正在意乱情迷中, 随着“啪”的一声脆响, 右脸瞬间酥麻中带着轻微的痛感。他迅速放开了她, 第一反应到不是因为被打, 而是下意识怕她恼怒。
就在他想着如何应对时,见她翻了一个身, 干脆直接弃了玉枕,将自己埋在浓密的墨发中,睡的那叫一个安稳。不但霸占了大半个床榻,并且还像虫子那般在锦衾内动了动,找到一个舒服的姿势后, 便不再动。
他看着自己贴着床边窘迫的样子,又看了一眼抵在他小腹处那裹在锦衾内的翘臀, 心中愤愤地想,为何他夜不能寐,这女人却能安然入睡,可见她心里就没有自己。
正在胡思乱想间, 听得屏风处传来催起的声音, “殿下,到时辰了。”那声音听起来怨气冲天,更加令人心烦无比。
他一脸不舍地起身,扭头看向身侧一动未动的她, 片刻后掀开鲛纱帘, 披衣走向寝殿门口。

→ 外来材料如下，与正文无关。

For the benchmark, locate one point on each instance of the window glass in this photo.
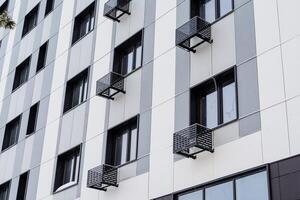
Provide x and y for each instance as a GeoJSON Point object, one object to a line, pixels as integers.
{"type": "Point", "coordinates": [229, 103]}
{"type": "Point", "coordinates": [220, 192]}
{"type": "Point", "coordinates": [252, 187]}
{"type": "Point", "coordinates": [225, 7]}
{"type": "Point", "coordinates": [198, 195]}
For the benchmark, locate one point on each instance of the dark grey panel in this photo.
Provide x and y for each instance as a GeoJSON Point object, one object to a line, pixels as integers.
{"type": "Point", "coordinates": [248, 90]}
{"type": "Point", "coordinates": [250, 124]}
{"type": "Point", "coordinates": [245, 33]}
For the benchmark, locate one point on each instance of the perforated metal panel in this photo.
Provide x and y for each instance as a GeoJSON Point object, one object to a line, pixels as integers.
{"type": "Point", "coordinates": [195, 136]}
{"type": "Point", "coordinates": [109, 85]}
{"type": "Point", "coordinates": [102, 177]}
{"type": "Point", "coordinates": [114, 9]}
{"type": "Point", "coordinates": [196, 27]}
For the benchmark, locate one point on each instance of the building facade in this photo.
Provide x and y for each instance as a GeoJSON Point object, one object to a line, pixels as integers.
{"type": "Point", "coordinates": [150, 99]}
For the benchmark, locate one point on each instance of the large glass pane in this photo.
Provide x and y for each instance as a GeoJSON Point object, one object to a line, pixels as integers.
{"type": "Point", "coordinates": [220, 192]}
{"type": "Point", "coordinates": [225, 7]}
{"type": "Point", "coordinates": [198, 195]}
{"type": "Point", "coordinates": [211, 106]}
{"type": "Point", "coordinates": [252, 187]}
{"type": "Point", "coordinates": [133, 146]}
{"type": "Point", "coordinates": [207, 10]}
{"type": "Point", "coordinates": [229, 103]}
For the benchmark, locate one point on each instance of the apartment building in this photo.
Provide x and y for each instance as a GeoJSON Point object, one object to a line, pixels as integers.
{"type": "Point", "coordinates": [150, 100]}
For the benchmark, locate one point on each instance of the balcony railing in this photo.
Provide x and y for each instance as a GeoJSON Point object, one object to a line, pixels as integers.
{"type": "Point", "coordinates": [193, 33]}
{"type": "Point", "coordinates": [114, 9]}
{"type": "Point", "coordinates": [193, 140]}
{"type": "Point", "coordinates": [102, 177]}
{"type": "Point", "coordinates": [110, 85]}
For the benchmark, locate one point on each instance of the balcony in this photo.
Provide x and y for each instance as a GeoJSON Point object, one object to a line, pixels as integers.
{"type": "Point", "coordinates": [193, 33]}
{"type": "Point", "coordinates": [115, 9]}
{"type": "Point", "coordinates": [110, 85]}
{"type": "Point", "coordinates": [102, 177]}
{"type": "Point", "coordinates": [193, 140]}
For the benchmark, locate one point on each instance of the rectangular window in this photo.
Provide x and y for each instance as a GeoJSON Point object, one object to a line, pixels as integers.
{"type": "Point", "coordinates": [42, 57]}
{"type": "Point", "coordinates": [11, 133]}
{"type": "Point", "coordinates": [31, 20]}
{"type": "Point", "coordinates": [76, 91]}
{"type": "Point", "coordinates": [84, 23]}
{"type": "Point", "coordinates": [128, 56]}
{"type": "Point", "coordinates": [4, 191]}
{"type": "Point", "coordinates": [210, 10]}
{"type": "Point", "coordinates": [49, 6]}
{"type": "Point", "coordinates": [22, 73]}
{"type": "Point", "coordinates": [33, 115]}
{"type": "Point", "coordinates": [22, 187]}
{"type": "Point", "coordinates": [122, 143]}
{"type": "Point", "coordinates": [67, 169]}
{"type": "Point", "coordinates": [214, 102]}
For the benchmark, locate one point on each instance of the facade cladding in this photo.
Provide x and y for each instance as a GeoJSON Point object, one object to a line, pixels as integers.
{"type": "Point", "coordinates": [150, 99]}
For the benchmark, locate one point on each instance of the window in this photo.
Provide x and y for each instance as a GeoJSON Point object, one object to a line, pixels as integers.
{"type": "Point", "coordinates": [210, 10]}
{"type": "Point", "coordinates": [4, 191]}
{"type": "Point", "coordinates": [22, 187]}
{"type": "Point", "coordinates": [84, 23]}
{"type": "Point", "coordinates": [11, 133]}
{"type": "Point", "coordinates": [33, 115]}
{"type": "Point", "coordinates": [122, 143]}
{"type": "Point", "coordinates": [30, 20]}
{"type": "Point", "coordinates": [67, 169]}
{"type": "Point", "coordinates": [245, 187]}
{"type": "Point", "coordinates": [252, 187]}
{"type": "Point", "coordinates": [42, 57]}
{"type": "Point", "coordinates": [21, 74]}
{"type": "Point", "coordinates": [76, 91]}
{"type": "Point", "coordinates": [215, 101]}
{"type": "Point", "coordinates": [49, 6]}
{"type": "Point", "coordinates": [128, 56]}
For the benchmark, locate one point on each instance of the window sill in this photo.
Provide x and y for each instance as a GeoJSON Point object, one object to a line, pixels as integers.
{"type": "Point", "coordinates": [65, 187]}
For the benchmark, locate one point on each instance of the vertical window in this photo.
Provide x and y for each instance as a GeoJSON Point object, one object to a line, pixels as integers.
{"type": "Point", "coordinates": [67, 169]}
{"type": "Point", "coordinates": [252, 187]}
{"type": "Point", "coordinates": [4, 191]}
{"type": "Point", "coordinates": [122, 143]}
{"type": "Point", "coordinates": [21, 74]}
{"type": "Point", "coordinates": [42, 57]}
{"type": "Point", "coordinates": [31, 20]}
{"type": "Point", "coordinates": [214, 102]}
{"type": "Point", "coordinates": [11, 133]}
{"type": "Point", "coordinates": [76, 91]}
{"type": "Point", "coordinates": [128, 56]}
{"type": "Point", "coordinates": [49, 6]}
{"type": "Point", "coordinates": [33, 115]}
{"type": "Point", "coordinates": [22, 187]}
{"type": "Point", "coordinates": [84, 23]}
{"type": "Point", "coordinates": [210, 10]}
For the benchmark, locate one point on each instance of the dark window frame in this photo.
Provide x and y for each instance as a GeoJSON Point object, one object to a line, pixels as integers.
{"type": "Point", "coordinates": [113, 134]}
{"type": "Point", "coordinates": [7, 184]}
{"type": "Point", "coordinates": [195, 9]}
{"type": "Point", "coordinates": [133, 43]}
{"type": "Point", "coordinates": [24, 66]}
{"type": "Point", "coordinates": [34, 108]}
{"type": "Point", "coordinates": [42, 56]}
{"type": "Point", "coordinates": [60, 162]}
{"type": "Point", "coordinates": [6, 143]}
{"type": "Point", "coordinates": [34, 12]}
{"type": "Point", "coordinates": [68, 100]}
{"type": "Point", "coordinates": [22, 189]}
{"type": "Point", "coordinates": [49, 7]}
{"type": "Point", "coordinates": [200, 90]}
{"type": "Point", "coordinates": [90, 12]}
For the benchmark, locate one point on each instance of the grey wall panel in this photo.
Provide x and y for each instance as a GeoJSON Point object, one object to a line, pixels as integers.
{"type": "Point", "coordinates": [248, 91]}
{"type": "Point", "coordinates": [245, 33]}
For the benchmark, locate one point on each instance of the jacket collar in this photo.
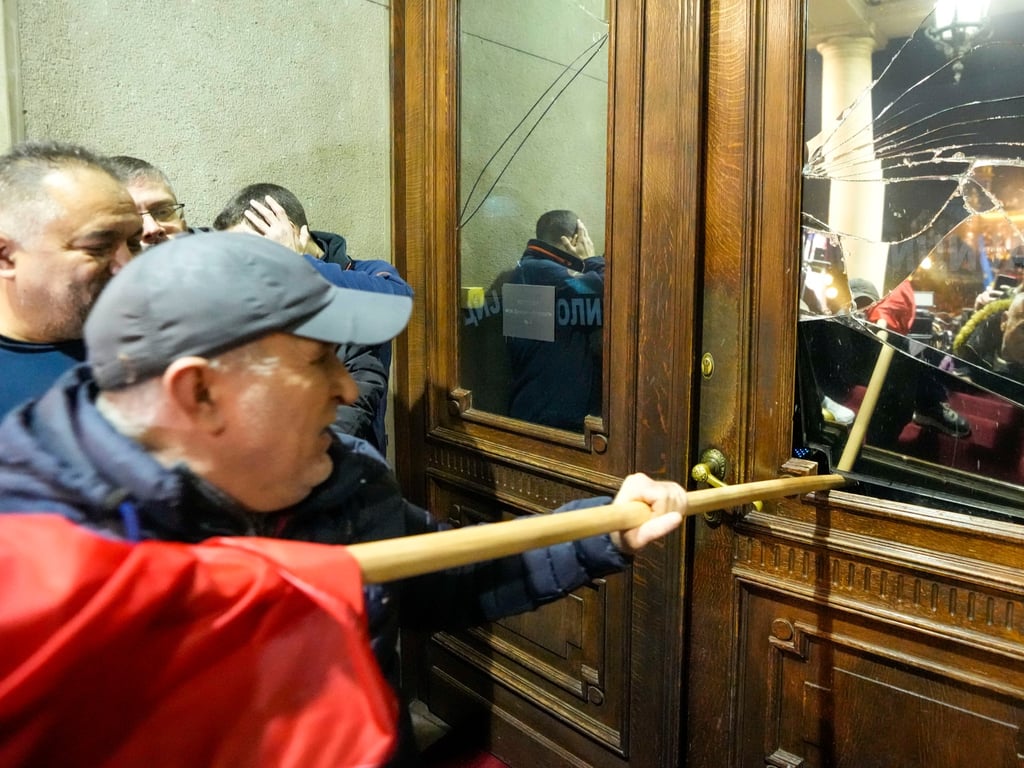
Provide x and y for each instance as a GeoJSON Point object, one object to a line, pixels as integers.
{"type": "Point", "coordinates": [538, 249]}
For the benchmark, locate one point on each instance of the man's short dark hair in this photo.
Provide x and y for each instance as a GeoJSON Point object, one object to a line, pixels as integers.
{"type": "Point", "coordinates": [24, 201]}
{"type": "Point", "coordinates": [553, 225]}
{"type": "Point", "coordinates": [233, 212]}
{"type": "Point", "coordinates": [130, 170]}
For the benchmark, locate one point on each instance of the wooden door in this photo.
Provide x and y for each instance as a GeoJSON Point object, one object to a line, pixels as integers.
{"type": "Point", "coordinates": [594, 679]}
{"type": "Point", "coordinates": [839, 629]}
{"type": "Point", "coordinates": [843, 629]}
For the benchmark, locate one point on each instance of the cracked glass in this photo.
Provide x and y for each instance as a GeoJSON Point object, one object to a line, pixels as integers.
{"type": "Point", "coordinates": [912, 240]}
{"type": "Point", "coordinates": [532, 144]}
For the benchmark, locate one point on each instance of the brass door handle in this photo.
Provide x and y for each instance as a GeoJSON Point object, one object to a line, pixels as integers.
{"type": "Point", "coordinates": [712, 469]}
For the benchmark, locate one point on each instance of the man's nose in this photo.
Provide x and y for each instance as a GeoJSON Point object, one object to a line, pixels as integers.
{"type": "Point", "coordinates": [152, 229]}
{"type": "Point", "coordinates": [121, 257]}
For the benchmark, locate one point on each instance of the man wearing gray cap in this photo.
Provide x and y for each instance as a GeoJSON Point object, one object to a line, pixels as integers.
{"type": "Point", "coordinates": [206, 410]}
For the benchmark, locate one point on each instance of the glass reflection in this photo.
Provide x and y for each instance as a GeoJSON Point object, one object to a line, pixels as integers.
{"type": "Point", "coordinates": [532, 127]}
{"type": "Point", "coordinates": [913, 218]}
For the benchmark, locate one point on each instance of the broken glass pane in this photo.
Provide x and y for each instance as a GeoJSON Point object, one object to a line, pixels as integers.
{"type": "Point", "coordinates": [913, 220]}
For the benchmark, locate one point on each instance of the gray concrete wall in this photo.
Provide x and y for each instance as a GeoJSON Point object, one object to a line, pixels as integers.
{"type": "Point", "coordinates": [221, 93]}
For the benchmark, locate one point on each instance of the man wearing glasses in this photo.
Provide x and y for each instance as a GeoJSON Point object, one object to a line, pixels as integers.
{"type": "Point", "coordinates": [163, 216]}
{"type": "Point", "coordinates": [67, 226]}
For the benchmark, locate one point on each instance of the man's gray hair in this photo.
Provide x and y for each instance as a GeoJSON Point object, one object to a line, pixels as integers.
{"type": "Point", "coordinates": [26, 205]}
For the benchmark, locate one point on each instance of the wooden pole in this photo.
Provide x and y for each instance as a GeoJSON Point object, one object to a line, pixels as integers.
{"type": "Point", "coordinates": [390, 559]}
{"type": "Point", "coordinates": [866, 411]}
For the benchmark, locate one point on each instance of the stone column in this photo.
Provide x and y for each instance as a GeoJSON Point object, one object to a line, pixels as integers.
{"type": "Point", "coordinates": [857, 197]}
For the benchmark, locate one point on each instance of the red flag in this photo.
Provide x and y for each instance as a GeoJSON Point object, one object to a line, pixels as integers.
{"type": "Point", "coordinates": [229, 653]}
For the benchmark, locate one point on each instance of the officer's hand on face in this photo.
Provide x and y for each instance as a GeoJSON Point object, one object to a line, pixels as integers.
{"type": "Point", "coordinates": [580, 245]}
{"type": "Point", "coordinates": [271, 221]}
{"type": "Point", "coordinates": [668, 502]}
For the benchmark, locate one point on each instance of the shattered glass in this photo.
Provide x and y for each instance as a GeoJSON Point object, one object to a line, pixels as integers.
{"type": "Point", "coordinates": [913, 225]}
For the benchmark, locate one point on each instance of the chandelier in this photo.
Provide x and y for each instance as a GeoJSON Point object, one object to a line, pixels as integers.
{"type": "Point", "coordinates": [956, 25]}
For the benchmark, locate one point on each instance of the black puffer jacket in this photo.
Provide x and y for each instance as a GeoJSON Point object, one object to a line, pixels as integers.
{"type": "Point", "coordinates": [60, 455]}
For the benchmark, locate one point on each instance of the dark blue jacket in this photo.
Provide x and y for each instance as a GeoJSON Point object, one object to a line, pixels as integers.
{"type": "Point", "coordinates": [558, 382]}
{"type": "Point", "coordinates": [60, 455]}
{"type": "Point", "coordinates": [369, 366]}
{"type": "Point", "coordinates": [28, 370]}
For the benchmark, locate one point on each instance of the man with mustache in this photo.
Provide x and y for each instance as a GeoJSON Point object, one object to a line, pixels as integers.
{"type": "Point", "coordinates": [67, 226]}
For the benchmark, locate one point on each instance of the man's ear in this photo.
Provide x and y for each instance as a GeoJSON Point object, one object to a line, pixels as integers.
{"type": "Point", "coordinates": [188, 383]}
{"type": "Point", "coordinates": [7, 249]}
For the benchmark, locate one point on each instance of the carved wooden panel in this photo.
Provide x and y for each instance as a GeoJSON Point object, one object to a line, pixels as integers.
{"type": "Point", "coordinates": [821, 687]}
{"type": "Point", "coordinates": [565, 658]}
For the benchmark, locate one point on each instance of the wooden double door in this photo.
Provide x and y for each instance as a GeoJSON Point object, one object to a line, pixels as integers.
{"type": "Point", "coordinates": [832, 630]}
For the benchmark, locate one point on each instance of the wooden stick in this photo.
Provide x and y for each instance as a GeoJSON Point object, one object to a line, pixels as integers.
{"type": "Point", "coordinates": [414, 555]}
{"type": "Point", "coordinates": [866, 411]}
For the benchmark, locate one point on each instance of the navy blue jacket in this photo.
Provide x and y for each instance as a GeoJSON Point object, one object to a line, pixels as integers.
{"type": "Point", "coordinates": [59, 455]}
{"type": "Point", "coordinates": [558, 382]}
{"type": "Point", "coordinates": [28, 370]}
{"type": "Point", "coordinates": [369, 366]}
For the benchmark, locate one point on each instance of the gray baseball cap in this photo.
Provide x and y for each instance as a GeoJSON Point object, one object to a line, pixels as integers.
{"type": "Point", "coordinates": [206, 293]}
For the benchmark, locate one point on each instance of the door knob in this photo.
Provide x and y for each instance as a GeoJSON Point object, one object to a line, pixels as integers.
{"type": "Point", "coordinates": [711, 470]}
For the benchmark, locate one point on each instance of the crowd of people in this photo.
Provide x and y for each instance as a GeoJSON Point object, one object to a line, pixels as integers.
{"type": "Point", "coordinates": [162, 382]}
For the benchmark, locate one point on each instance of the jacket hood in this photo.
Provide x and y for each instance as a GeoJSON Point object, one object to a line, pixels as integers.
{"type": "Point", "coordinates": [334, 247]}
{"type": "Point", "coordinates": [60, 455]}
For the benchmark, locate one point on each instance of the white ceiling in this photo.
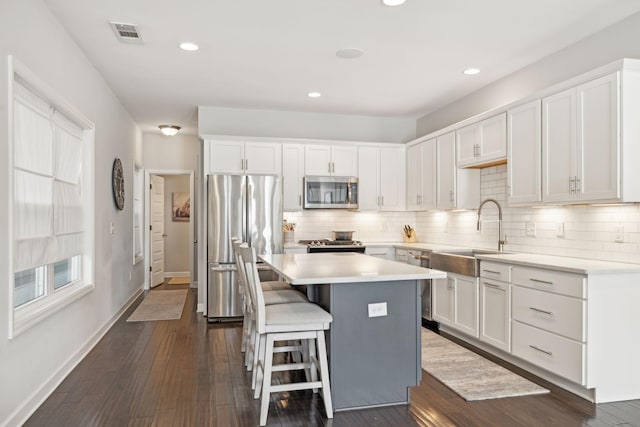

郭玥儿见萧绎棠向自己走来,瞬时两眼一亮, 一脸期待地看着他。
心里想着,是不是他方才还未尽兴,机会竟然来的如此之快。
她娇声唤道:“殿下。”大胆地上前想要搀扶他。
待走进后,才发现他眼中的厌恶,伴随着一句低声的喝令:“退下。”
萧绎棠绕过她的手,推开了殿门,轻轻踢了一脚躺在毡子上的小路子。
小路子睡的迷迷糊糊,感觉有人踢他屁股,刚要起来骂人,见一双熟悉的云履站在他眼前,立刻爬起来跪在毡子上,揉着眼睛问道:“殿下,您怎么出来了。”
萧绎棠虚指一下,“我去西侧殿睡,晨起时莫要叫醒她。”
小路子一愣,这才明白‘她’是谁。
不是,这殿下放着自己的寝殿不睡,去侧殿睡……打死他也不会认为侍寝换了规矩。
小路子只得先一步将侧殿门推开,看着尚未准备的床榻,那些被褥都不是殿下用过的,想着他定然睡不好。
“殿下,要不我将您的锦衾拿来?”小路子抱起一床被褥,想着跟梁大人换一下。
萧绎棠坐在床榻上,按住被褥,“不必了。”躺了下去,顺势拉开被褥裹在了身上,将手臂搭在额头上,疲倦地说:“你出去罢。”
小路子应了一声,小心翼翼关上了门。
*
伴随着锦衾内那熟悉的气息,使得梁竹音睡的很是安稳。
她这几日实在是身心疲惫,如今身体也像是接收到她放松的讯号,并未在如常的记忆时间内醒来。
当她渐渐进入浅睡眠,伸了一个懒腰后,手指触摸到冰凉的玉枕时,停顿了下再次摸了上去,脑海中迅速浮现起昨晚的情景……
猛然睁开眼,首先四处搜寻着萧绎棠的身影,见这床榻间只有她自己,慌乱低头看向自己的寝衣,发现除了一些褶皱倒也尚算齐整。这才觉得这安静的有些过分的寝殿,有些不大对劲。
掀开鲛纱帘后见殿内无人,她下意识看向铜漏,见已然过了辰时,瞬间一脸惊慌四处找寻昨日换下的衣物。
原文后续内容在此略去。